So, what’s the technology behind Feeds 2.0 personalization engine ?

A lot of people ask us about the technology on which Feeds 2.0 powerful personalization engine is based. Even though Feeds 2.0 personalization algorithms are proprietrary and patentable, we believe that we can indeed elaborate on the principles of our algorithms since, after all, they represent state of the art techniques in information retrieval and machine learning.

Feeds 2.0 personalization engine is based on the principle of text categorization. Text categorization is the process of classifying documents to one or more existent categories according to the concepts present in their texts. The organization of text in categories allows the user to limit the target of a search submitted to an information retrieval system (e.g. a search engine), to explore the collection of documents, and to find relevant information to their needs without any prior knowledge about the various keywords describing topics.

You can think of the process of personalizing individual posts coming from various feed sources as a text categorization task. In this case there are just two categories: Interesting and not-interesting groups of posts. For each individual user, Feeds 2.0 assigns new posts into one of his/her interesting or not-interesting groups.

The text categorization task can in general be utilized by machine learning algorithms or computational intelligence techniques. These algorithms can be for example artificial neural networks (feedfroward networks or Self-organizing Maps (SOM) ) or more traditional machine learning algorithms like for example C4.5 decision trees, PART decision rules and Naive Bayes or Markov classifiers.

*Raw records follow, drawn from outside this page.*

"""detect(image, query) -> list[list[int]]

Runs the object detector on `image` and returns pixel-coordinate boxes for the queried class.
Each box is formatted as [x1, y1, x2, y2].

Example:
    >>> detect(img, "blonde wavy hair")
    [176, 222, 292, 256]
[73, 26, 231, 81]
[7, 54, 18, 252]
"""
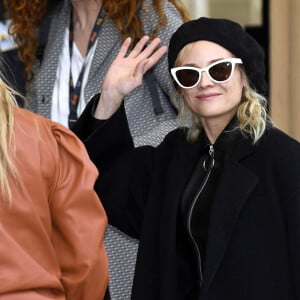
[173, 47, 270, 144]
[0, 71, 18, 207]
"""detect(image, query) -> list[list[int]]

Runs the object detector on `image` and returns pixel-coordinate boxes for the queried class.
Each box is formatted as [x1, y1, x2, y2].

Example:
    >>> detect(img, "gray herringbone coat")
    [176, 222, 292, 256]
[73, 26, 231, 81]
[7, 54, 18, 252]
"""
[29, 0, 185, 147]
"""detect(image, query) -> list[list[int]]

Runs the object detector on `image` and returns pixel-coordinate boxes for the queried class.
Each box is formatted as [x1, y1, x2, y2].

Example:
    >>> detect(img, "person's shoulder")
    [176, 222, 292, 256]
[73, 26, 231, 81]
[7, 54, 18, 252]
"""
[162, 127, 190, 147]
[262, 125, 300, 158]
[14, 107, 79, 142]
[14, 107, 45, 128]
[154, 127, 200, 163]
[14, 107, 95, 166]
[266, 125, 300, 146]
[141, 0, 184, 26]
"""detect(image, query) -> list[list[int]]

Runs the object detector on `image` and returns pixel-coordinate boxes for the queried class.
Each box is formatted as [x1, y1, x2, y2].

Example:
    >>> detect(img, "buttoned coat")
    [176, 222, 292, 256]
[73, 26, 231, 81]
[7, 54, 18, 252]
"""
[29, 0, 184, 147]
[74, 100, 300, 300]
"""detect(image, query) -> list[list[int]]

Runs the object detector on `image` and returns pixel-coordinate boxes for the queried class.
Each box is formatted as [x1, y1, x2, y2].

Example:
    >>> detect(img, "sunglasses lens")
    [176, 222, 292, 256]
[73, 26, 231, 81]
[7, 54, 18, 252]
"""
[176, 69, 199, 87]
[209, 62, 233, 82]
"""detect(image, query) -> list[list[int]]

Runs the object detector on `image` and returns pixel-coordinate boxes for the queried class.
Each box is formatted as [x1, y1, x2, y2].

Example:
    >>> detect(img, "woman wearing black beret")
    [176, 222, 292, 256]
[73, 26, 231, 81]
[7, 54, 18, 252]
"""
[73, 17, 300, 300]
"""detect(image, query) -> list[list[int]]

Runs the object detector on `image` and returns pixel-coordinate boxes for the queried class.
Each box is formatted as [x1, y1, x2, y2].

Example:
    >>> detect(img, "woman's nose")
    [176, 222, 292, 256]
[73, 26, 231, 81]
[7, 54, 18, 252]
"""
[198, 70, 214, 88]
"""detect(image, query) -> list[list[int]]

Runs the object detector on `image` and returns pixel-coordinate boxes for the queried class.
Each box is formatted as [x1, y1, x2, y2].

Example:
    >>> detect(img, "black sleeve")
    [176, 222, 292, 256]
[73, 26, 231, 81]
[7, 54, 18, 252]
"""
[72, 95, 154, 238]
[73, 94, 134, 162]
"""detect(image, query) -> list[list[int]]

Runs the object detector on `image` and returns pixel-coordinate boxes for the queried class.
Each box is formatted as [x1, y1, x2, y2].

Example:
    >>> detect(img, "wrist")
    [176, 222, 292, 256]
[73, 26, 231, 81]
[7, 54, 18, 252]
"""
[93, 92, 123, 120]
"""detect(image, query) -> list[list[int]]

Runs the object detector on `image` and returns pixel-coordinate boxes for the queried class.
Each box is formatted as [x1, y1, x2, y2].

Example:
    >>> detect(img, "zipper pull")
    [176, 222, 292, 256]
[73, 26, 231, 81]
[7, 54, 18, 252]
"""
[208, 144, 215, 169]
[209, 144, 214, 158]
[203, 145, 215, 171]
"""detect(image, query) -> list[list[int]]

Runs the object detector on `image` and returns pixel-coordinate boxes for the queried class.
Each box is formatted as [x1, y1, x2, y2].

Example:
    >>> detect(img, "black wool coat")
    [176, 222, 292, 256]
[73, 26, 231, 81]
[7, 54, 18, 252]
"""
[74, 99, 300, 300]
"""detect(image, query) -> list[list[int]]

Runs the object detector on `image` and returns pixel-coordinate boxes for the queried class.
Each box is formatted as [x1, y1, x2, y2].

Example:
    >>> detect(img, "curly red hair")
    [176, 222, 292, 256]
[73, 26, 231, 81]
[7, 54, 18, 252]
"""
[3, 0, 47, 81]
[104, 0, 190, 41]
[4, 0, 189, 82]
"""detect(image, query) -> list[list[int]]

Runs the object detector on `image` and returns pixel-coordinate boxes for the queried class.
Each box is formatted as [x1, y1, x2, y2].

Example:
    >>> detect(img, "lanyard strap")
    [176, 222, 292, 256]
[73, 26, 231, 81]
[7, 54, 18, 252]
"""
[68, 7, 105, 128]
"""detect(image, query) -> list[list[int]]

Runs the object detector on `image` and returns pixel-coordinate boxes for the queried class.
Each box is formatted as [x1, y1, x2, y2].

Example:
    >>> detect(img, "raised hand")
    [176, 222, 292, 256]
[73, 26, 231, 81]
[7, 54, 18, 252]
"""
[94, 36, 168, 119]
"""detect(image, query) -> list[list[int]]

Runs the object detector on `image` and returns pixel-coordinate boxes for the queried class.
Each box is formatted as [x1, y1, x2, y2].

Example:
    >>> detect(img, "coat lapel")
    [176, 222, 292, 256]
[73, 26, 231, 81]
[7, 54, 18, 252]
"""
[88, 19, 120, 77]
[85, 19, 121, 100]
[202, 136, 259, 292]
[33, 1, 69, 115]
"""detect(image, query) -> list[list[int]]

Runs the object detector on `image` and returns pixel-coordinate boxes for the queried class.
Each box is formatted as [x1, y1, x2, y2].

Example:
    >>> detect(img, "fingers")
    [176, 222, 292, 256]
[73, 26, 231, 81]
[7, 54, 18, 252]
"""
[116, 37, 132, 58]
[128, 36, 164, 60]
[135, 45, 168, 78]
[118, 36, 166, 65]
[127, 36, 151, 58]
[144, 45, 168, 71]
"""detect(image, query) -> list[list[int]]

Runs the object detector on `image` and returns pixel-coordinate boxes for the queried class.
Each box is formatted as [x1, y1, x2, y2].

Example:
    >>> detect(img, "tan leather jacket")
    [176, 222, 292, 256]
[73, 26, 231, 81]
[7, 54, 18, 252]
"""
[0, 108, 108, 299]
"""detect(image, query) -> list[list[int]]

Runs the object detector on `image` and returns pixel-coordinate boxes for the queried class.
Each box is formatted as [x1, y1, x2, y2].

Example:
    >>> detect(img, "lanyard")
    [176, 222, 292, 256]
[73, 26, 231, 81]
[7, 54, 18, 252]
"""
[68, 7, 105, 128]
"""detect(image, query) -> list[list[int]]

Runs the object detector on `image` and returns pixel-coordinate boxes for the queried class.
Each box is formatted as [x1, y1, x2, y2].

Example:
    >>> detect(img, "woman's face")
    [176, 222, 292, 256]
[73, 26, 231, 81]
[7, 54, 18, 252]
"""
[177, 41, 244, 126]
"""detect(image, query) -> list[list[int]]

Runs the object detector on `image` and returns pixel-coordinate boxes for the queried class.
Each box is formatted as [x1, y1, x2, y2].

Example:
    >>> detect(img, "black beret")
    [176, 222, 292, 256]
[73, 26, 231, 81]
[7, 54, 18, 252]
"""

Comparing the best performance of each algorithm, in terms of classification error, experimental results have shown that artificial neural networks are good classifiers for text categorization problems. In general, the feedforward networks are distinguished as the best classifiers and the SOM networks have usually better performance than traditional machine learning algorithms.

Feeds 2.0 uses a unique combination of the principles of the above techniques. In particular, it utilizes advanced statistical natural language processing and feature selection techniques as well as proprietrary artificial neural network classifiers. Other factors are also taken into account, like for example the sources a particular user likes, or authors and topics he’s interested in. This combination provides an advanced computational intelligence framework which gives Feeds 2.0 personalization engine a classification accuracy almost equal to 100% for the individual categories of each user.

In our next post we will elaborate more on the Feeds 2.0 Recommendation feature.

Advertisements

14 comments so far

  1. didaio on

    Hello!
    I find some problems with Feeds 2.0.
    One of important problem is tags recognition with cyrillic languages (Russian, Ukrainian). In tag cloud popular tags is “in”, “for”, “where”, “about”, “no”, “and” (I list english analog of russian and ukrainian words), etc.
    Another problem is related news in cyrillic language. News about sport and about web showed as related. Or about sport and about politic.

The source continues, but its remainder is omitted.